03 November 2009

U.S. Ambassador-at-Large for Global Women’s Issues Melanne Verveer responds to questions on girls’ education submitted by America.gov’s Facebook fans.
Question: Look at www.aakewo.com to see what African American women are doing for Kenyan girls and their caregivers. We do this as a cultural reconnection and without [government] funds. [We] set up several libraries last year and supplied girls with sanitary napkins to keep them from missing school each month. — Dawn Mason
Ambassador Verveer: I want to thank Dawn for the work she’s doing. The fact that she’s doing it in Africa is something that we should applaud.
There are NGOs [nongovernmental organizations] to which people contribute that don’t take any kinds of public resources. There is a great variety of NGOs and nonformal NGOs — for example, classes of students in a high school or a grammar school adopt a project.
A lot of religious communities are very active in providing support for a school — for bringing the kinds of resources that Dawn is bringing to this project.
We encourage this. The secretary [Secretary of State Hillary Rodham Clinton] talks about public-private partnerships. She means that we in government can’t do everything. We need civil society to be very active, whether it’s individuals, colleges and universities, the religious community or the business community.
She [Dawn] mentioned sanitary napkins. Girls in so many places don’t have access to these everyday things that we take for granted. And they literally stay out of school a week when they go through this biological process.
There are companies like Procter & Gamble who are coming together with NGOs to provide some of these necessities.
Anybody, no matter your station in life, can participate and make a difference.
Q: We have to respect the women like we respect our mother. No discrimination, but the women have to know their responsibilities as mother for their children and [as] wife. — Tgk. Hanief
A: We know that educating a girl is the single best investment that can be made. An educated woman will be a better mother. First, she will postpone marriage until an appropriate age.
She will provide better nutrition for her children. Mothers are the first teachers of their children.
Education provides the greatest possibility for gaining a good income. There is a statistic that for every year a girl is in school, her income potential is enhanced by 10 to 20 percent.
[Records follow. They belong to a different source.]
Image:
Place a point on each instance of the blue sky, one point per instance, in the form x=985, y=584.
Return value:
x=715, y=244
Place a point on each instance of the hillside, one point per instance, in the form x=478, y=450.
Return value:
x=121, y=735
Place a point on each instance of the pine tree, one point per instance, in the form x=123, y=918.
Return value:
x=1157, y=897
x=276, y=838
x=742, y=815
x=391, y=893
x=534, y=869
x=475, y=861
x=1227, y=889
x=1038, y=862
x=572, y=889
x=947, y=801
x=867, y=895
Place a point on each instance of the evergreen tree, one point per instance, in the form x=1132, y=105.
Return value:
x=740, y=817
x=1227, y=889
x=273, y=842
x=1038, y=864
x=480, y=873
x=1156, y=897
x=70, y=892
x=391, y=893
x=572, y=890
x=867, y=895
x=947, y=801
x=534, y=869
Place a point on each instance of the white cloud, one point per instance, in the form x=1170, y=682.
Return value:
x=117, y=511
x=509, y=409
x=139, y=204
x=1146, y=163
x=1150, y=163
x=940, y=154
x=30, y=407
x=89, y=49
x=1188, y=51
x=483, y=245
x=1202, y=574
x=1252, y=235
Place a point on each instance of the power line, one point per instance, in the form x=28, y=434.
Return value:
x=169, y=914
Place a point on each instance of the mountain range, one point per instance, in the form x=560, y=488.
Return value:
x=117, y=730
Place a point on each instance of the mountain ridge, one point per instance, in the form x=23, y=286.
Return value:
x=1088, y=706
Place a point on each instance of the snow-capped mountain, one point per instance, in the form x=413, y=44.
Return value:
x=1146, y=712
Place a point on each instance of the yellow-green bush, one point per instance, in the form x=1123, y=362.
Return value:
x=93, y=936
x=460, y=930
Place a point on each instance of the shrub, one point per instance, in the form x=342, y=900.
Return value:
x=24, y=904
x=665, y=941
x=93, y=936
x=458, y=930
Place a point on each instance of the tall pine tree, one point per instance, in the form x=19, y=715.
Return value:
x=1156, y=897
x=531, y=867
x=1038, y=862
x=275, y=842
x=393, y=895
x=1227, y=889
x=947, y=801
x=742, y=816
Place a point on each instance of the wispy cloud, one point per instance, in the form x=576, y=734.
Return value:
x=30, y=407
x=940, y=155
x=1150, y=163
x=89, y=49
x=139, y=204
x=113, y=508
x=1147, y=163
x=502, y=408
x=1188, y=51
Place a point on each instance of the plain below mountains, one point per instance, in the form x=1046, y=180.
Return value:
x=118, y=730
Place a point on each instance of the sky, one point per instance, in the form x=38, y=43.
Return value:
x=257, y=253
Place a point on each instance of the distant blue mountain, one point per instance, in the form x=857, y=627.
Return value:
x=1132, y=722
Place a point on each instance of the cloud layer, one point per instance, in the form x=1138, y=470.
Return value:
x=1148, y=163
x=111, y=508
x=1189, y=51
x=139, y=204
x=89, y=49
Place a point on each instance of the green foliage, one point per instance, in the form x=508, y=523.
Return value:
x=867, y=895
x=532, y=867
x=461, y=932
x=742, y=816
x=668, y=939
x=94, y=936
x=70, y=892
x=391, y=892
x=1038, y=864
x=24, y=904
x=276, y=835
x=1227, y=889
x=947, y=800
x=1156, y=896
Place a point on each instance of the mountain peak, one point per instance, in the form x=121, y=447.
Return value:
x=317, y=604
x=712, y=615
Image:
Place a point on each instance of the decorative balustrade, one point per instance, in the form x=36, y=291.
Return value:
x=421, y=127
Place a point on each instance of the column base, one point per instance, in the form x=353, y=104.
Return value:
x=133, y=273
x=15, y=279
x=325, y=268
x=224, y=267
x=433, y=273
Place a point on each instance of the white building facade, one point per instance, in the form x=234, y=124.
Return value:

The byproducts of an education are not to be underestimated — whether it’s for the benefits to the family, the benefits to the girl being educated, the benefits to her community or the benefits to her country.
Education is truly fundamental.
Q: What is the [role] of governments and expectations that parents should expect with regards to the education of the girl child in Africa? From your experience in Kenya, what did you find [that is] hindering girl child education? … Africa cannot develop without educated Mothers. — Ikechukwu Felix Ake
A: The questioner is very wise in making a statement about the importance of education.
There are many reasons that girls don’t get educated. One is that the parents don’t see the value of educating the girl. Girls are often viewed as the people who collect the firewood, fetch the water, do all the things in the home.
We need to work with parents to help them understand how much more valuable it is for them to educate their daughters than not to educate their daughters.
We have found that often incentives — something as simple as a bag of flour — can benefit the family and help them send a daughter to school. Or a large can of oil. Or not having fees for school, because parents can’t afford to pay. Or book fees. Or uniform fees. All of these things are costs, which are impediments for parents.
A meal in school often is the magnet that entices parents to send their daughter or son to school. Governments need to provide these incentives.
We need to make sure that governments understand the correlation between educating children and the country’s prosperity. In so many of these places you see schools of one room with several grades, literally almost 100 children packed in.
We have to upgrade the quality of the teaching and learning.
We need to find ways to keep girls — who often are victims — safe in school. Parents are afraid that their daughters are going to be harmed in school because terrible things happen, in terms of violence. Parents need to know their children can be safe going to and leaving school.
Q: We must care about them, they are life and a lot more [be]cause they are also human being[s]. — Kadek Yoga
A: He is right. It goes back to violence. To education. Fundamentally it’s respect. It’s appreciating that women’s rights and girls’ rights are human rights.
A group of girls in Africa told me how every minute of their lives, they worry about violence that they could experience — in their homes, in their schools, walking — and what they had to do to understand how they could protect themselves.
We need to give girls mentors in their lives to be there for them.
Mr. Yoga is exactly right — every girl has the same rights as boys. But, a lot of people don’t share his view. And we have to work to turn that around.